Bunuh-diri (Suicide)
Perilaku suisidal berbeda dari PMD dari segi fenomenologi, karakteristik, dan
intensinya, walaupun mereka memiliki kesamaan dalam sejumlah faktor-faktor resiko
psikologis. Individu dengan PMD tidak selalu beresiko untuk bunuh-diri oleh karena
banyak pula di antara mereka yang tidak pernah melakukan percobaan bunuh-diri atau
bahkan tidak berpikiran untuk itu (suicidal thoughts). Tetapi apabila sampel klinis
(inpatients) dan sampel nonklinis dibandingkan, persentasi sampel klinis lebih besar
(70%) menunjukkan bahwa individu dengan PMD melaporkan percobaan bunuh-diri,
sekurang-kurangnya sekali mencoba, dibandingkan dengan sampel nonklinis (50%)
(Klonsky & Muehlenkamp, 2007).
Habituasi terhadap rasa sakit fisik dalam interaksi dengan sejumlah variabel
lainnya telah dihipotesiskan sebagai meningkatkan resiko percobaan bunuh-diri dan
PMD (Taylor, Peterson, & Fischer, 2012).

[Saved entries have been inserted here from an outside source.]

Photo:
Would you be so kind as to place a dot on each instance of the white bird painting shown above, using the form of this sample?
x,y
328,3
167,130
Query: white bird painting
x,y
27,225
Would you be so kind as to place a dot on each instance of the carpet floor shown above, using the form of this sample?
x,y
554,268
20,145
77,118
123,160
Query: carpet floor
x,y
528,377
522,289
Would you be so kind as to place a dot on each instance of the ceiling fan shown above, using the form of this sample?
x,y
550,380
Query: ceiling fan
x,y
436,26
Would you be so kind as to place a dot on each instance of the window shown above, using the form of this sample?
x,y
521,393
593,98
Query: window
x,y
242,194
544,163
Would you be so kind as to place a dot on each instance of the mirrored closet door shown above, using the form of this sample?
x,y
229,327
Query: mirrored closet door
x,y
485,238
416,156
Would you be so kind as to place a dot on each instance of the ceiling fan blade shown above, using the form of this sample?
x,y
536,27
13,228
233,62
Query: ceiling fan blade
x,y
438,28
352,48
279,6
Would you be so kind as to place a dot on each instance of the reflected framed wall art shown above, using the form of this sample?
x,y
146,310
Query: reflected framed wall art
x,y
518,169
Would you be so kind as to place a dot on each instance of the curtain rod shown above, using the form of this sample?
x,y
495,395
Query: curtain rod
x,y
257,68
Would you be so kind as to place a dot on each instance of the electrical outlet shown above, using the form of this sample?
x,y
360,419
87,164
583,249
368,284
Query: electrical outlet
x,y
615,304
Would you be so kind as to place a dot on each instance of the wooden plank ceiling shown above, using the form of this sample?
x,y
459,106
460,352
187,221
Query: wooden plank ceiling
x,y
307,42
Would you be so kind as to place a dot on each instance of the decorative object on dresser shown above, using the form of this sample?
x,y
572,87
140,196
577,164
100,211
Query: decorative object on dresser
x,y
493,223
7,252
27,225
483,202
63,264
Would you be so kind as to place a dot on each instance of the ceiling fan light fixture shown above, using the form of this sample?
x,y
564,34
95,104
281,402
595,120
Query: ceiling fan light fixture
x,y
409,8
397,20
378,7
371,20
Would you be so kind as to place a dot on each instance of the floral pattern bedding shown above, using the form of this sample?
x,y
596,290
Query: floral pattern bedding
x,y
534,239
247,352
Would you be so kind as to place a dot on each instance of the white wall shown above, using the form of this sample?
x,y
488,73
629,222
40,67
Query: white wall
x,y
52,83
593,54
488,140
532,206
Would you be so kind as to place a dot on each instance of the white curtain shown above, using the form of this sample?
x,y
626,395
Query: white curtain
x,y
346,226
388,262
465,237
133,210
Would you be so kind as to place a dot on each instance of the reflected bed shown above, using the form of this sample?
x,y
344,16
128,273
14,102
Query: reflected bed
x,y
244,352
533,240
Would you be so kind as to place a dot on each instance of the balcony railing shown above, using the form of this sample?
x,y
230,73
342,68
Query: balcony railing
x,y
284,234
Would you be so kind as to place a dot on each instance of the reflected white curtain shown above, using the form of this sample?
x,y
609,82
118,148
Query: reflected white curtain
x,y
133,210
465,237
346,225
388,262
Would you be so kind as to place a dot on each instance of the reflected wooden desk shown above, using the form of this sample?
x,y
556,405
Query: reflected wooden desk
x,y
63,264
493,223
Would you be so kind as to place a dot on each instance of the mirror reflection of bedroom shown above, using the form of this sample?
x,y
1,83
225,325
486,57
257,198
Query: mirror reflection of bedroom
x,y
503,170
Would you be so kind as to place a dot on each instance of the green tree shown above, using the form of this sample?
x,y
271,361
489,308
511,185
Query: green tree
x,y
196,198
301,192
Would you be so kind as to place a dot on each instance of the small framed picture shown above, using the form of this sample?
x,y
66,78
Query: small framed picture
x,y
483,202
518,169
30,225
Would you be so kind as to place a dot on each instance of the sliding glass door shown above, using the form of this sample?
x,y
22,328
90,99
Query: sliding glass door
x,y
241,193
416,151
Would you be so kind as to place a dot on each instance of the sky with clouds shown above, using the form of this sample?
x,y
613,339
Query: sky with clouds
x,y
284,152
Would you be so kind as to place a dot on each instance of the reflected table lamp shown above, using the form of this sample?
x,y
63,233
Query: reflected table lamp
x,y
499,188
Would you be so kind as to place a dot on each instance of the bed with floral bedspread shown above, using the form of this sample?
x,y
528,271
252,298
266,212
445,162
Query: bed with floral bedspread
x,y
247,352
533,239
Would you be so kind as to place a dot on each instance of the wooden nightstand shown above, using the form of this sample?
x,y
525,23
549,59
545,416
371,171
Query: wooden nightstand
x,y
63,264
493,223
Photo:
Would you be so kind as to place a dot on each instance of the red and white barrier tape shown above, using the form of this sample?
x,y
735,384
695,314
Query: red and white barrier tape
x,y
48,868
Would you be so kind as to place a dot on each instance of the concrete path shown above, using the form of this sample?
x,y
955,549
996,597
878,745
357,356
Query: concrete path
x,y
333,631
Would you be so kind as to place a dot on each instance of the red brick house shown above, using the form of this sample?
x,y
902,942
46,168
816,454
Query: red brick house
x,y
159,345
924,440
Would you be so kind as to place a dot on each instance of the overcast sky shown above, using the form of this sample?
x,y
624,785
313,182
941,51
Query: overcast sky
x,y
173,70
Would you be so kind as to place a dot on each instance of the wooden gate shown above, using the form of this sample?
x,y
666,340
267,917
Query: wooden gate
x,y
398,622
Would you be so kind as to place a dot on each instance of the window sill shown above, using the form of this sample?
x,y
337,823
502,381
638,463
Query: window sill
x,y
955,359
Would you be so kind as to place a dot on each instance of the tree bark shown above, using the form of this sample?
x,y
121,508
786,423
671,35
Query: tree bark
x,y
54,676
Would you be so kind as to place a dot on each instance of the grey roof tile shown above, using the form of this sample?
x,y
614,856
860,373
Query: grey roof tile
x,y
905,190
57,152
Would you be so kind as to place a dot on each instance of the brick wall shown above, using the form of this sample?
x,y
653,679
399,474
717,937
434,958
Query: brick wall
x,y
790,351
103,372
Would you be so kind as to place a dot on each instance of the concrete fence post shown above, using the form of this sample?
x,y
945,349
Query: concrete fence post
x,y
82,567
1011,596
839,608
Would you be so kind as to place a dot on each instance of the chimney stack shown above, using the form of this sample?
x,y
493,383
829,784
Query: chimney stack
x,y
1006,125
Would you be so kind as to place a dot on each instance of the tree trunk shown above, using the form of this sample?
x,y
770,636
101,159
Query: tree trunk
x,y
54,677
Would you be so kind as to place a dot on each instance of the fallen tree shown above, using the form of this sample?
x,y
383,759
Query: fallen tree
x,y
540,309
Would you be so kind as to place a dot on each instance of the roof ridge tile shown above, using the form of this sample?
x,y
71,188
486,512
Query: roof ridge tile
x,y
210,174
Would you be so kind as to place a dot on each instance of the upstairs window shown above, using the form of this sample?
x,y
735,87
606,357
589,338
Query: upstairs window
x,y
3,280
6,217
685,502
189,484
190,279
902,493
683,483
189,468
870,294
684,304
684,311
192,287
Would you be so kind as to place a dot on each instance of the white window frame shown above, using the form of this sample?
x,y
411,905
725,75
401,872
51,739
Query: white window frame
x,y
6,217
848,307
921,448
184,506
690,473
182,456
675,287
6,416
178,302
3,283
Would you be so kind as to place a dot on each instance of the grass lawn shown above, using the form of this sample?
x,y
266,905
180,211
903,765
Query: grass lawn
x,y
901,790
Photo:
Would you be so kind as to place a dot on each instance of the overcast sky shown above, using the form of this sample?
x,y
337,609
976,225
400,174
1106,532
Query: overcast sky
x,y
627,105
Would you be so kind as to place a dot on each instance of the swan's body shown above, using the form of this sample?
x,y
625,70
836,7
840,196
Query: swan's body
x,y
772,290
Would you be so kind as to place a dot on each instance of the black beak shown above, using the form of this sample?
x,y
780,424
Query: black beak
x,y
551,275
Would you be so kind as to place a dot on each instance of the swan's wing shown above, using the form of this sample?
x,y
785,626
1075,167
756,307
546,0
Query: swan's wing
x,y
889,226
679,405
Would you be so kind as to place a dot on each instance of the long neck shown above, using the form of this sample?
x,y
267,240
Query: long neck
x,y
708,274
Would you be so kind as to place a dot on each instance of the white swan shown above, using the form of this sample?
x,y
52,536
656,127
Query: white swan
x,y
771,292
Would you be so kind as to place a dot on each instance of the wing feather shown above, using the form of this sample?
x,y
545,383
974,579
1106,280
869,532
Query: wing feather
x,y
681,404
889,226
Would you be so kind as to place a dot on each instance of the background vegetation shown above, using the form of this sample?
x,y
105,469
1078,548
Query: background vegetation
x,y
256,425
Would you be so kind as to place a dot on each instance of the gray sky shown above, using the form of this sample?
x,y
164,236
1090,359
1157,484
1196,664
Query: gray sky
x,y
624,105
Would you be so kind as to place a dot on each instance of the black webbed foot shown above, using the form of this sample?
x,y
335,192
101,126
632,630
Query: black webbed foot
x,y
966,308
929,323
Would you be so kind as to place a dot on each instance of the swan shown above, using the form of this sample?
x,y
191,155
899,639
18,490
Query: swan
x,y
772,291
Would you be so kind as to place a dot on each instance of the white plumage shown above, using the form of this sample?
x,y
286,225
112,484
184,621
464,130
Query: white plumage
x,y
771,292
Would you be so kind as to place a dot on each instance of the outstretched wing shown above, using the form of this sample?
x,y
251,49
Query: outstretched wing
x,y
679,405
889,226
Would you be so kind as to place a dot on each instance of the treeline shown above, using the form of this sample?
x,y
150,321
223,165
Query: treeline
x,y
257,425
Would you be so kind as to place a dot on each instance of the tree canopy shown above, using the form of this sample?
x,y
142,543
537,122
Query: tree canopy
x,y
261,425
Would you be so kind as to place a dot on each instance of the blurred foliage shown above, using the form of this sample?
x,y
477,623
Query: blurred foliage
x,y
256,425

Model teoretik ini menerangkan bahwa
individu dengan resiko tinggi untuk percobaan bunuh-diri atau PMD melalui
karakteristik pribadi (traits) yang negatif akan berkemungkinan lebih besar untuk terlibat
dalam PMD jikalau mereka sudah terbiasa dengan rasa sakit. Bila memang demikian
halnya, model ini bisa menjelaskan mengapa tidak ada perbedaan dalam hal variabel
ini antara inidividu yang masih melakukan PMD dan mereka yang memiliki riwayat
PMD.
Jacobson, Muehlenkamp, Miller dan Turner (2008) melakukan studi atas 227
partisipan outpatient, dengan usia berkisar antara 12 hingga 19 tahun (M = 15.08 tahun,

12

SD = 1.72 tahun) yang terlibat dalam berbagai bentuk PMD. Kemudian partisipan dibagi
ke dalam empat kelompok: PDM tanpa sengaja, PMD nonsuisidal, percobaan bunuh
diri, dan percobaan bunuh-diri disertai PMD. Temuan studi ini menyimpulkan bahwa
partisipan yang terlibat dalam PMD, apapun bentuknya, cenderung memiliki
karakteristik-karakteristik yang ada pada borderline personality disorder daripada
mereka yang tidak terlibat dalam PMD. Dari aspek tingkat ideasi suisidal, tidak dijumpai
perbedaan antara kelompok pertama dan kedua. Temuan ini menguatkan pandangan
mengenai pentingnya membedakan PMD yang suisidal dan PMD nonsuisidal.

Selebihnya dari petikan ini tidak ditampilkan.